伝説の女優の娘・淵累は卓越した演技力を持ちながら、自分の醜い外見にコンプレックスを抱いて生きてきた。彼女の母親は、キスした相手と顔を取り替えることが可能な謎めいた口紅を娘にのこす。一方、舞台女優の丹沢ニナは、容姿に恵まれながら芽が出ずにいた。やがて二人は出会い反発し合いながらも、互いの短所を補うために口紅の力を使うことにする。 

 

 

W主演2人の演技が光る欲望映画

率直な感想は、

納得の面白さでした!

あんまり映画を観ない人に「最近何か面白い映画ないかな〜?」って聞かれたら、本作をオススメするんじゃないかなってくらいに、突飛な設定・内容ながらも無理のないバランスでまとめられていて、物語的にもダレる事なく、特に女優『土屋太鳳』の演技を十分に堪能できる一本だと思います。

人間誰しもが持ったことあるであろう『あの人みたいになりたいな〜』とか『あの人のあの強みが自分にもあったら良いのに〜』という、ある種の健全な『憧れ』や『無い物ねだり』的な欲求を、実際に叶えることができる魔法のような道具があるとするなら人はどうなるのか?

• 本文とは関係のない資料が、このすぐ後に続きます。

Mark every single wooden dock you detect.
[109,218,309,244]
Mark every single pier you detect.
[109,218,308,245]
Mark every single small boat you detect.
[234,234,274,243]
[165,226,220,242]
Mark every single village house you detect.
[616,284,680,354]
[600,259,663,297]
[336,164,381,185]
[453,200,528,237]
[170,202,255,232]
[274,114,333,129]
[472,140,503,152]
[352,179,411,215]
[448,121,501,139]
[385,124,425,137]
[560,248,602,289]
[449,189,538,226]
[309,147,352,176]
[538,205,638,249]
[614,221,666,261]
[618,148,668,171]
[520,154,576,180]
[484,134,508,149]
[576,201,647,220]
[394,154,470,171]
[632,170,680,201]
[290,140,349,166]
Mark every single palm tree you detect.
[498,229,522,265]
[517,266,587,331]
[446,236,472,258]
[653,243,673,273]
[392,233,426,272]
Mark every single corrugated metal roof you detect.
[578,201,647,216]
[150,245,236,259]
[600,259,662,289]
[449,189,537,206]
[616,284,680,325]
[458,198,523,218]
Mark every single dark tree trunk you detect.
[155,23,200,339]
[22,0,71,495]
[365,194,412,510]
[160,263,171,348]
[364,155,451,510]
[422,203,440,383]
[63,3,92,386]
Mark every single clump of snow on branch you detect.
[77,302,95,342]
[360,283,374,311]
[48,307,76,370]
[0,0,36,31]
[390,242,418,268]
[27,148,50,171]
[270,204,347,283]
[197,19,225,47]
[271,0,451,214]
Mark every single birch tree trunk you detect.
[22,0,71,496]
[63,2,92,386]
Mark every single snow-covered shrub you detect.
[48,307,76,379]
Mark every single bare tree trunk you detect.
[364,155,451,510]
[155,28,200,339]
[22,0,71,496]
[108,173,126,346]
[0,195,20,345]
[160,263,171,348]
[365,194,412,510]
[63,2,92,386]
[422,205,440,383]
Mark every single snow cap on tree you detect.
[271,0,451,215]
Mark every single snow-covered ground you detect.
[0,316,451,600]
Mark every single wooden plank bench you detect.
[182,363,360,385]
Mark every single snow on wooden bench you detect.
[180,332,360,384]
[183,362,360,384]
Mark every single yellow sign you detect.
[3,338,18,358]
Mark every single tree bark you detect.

現実ではあり得ない『魔法の道具/口紅』によってその欲求を叶え、叶えたが故に次第に肥大化する人間の底知れぬ欲望や、自分の為なら他人の人生まで奪う強欲さなんかを、えぐり出すように描いた快作でした。

…なんて他人事のように言ったけども、自分にももちろんありますよ!そういう欲求。「身長が170後半くらい欲しかったな」とか「明石家さんまみたいにノンストップで喋れるトーク力が欲しかった」とか「久保田利伸みたいな歌声だったらカラオケでモテるだろうし、歌手にもなれてたかもな」とか色々と。そういう分かりやすい欲求を物語のキッカケにしてるので、興味深く観れちゃいました。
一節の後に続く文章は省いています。